Já o Colégio Lourenço Castanho, com 1.700 estudantes, em São Paulo, decidiu contratar uma empresa de vigilantes há dez anos. A equipe conhece todos os alunos e fica 24 horas atenta aos movimentos na região da escola. “Se chega um novo vendedor de pipoca, vamos lá ver se ele tem autorização da prefeitura para trabalhar”, conta José Carlos dos Santos, chefe de segurança do colégio. “Se um carro diferente pára na frente da escola, também fazemos a abordagem.”




Como alguns estudantes vão ao colégio acompanhados de segurança particular, a vigilância do colégio conversa com a família e se apresenta. “O trabalho tem de ser em conjunto para o bem dos alunos.

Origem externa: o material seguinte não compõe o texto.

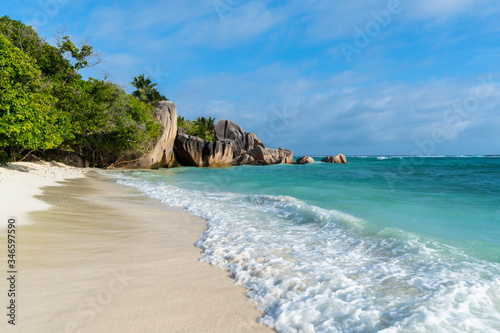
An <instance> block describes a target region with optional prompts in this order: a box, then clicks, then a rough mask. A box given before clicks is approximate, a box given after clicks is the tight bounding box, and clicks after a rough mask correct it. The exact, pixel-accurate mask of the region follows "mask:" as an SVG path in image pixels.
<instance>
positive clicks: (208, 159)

Se um deles volta para casa sozinho, orientamos para que tente andar em grupo e em ruas movimentadas”, afirma. “Todos nós fomos treinados para lidar com as crianças e com os jovens”, completa Santos




Os seguranças da empresa GP – Guarda Patrimonial, de São Paulo, que vão trabalhar em colégios também passam por uma preparação especial. “Fazer a segurança de uma escola não é como a de um condomínio ou de um banco. A conduta é muito diferente”, lembra Cláudio Gaspari, diretor comercial da empresa. Os vigilantes recebem orientações como a de nunca tocar em um aluno. “Se tiver algum problema, ele deve chamar a direção do colégio e, se for algo mais grave, não pode reagir. Tem de ficar atento para dar as informações à polícia.”




A Ultrak concorda que fazer a segurança de uma escola é uma situação bastante específica. “Todos entram e saem juntos e é preciso que haja um bom controle externo”, afirma João Wallig, diretor presidente da empresa. “Quando chegamos a um colégio tentamos, por exemplo, reduzir o número de portarias porque essa é uma forma de aumentar a vigilância.”




A Ultrak faz a instalação de equipamentos e elabora planos de segurança para escolas. Nos últimos meses, conta Wallig, muitos colégios estão pedindo a instalação de catracas. “Mas não adianta uma ação isolada. É preciso ter um projeto de segurança completo.” Para uma escola média, ele pode custar R$ 200 mil. “Mas o colégio vai implementado aos poucos.” Em apenas um ano, afirma, a procura das escolas aumentou 40%. “Todo mundo está preocupado com a violência e sabe que daqui para frente vai ter de investir em segurança se não quiser perder aluno.”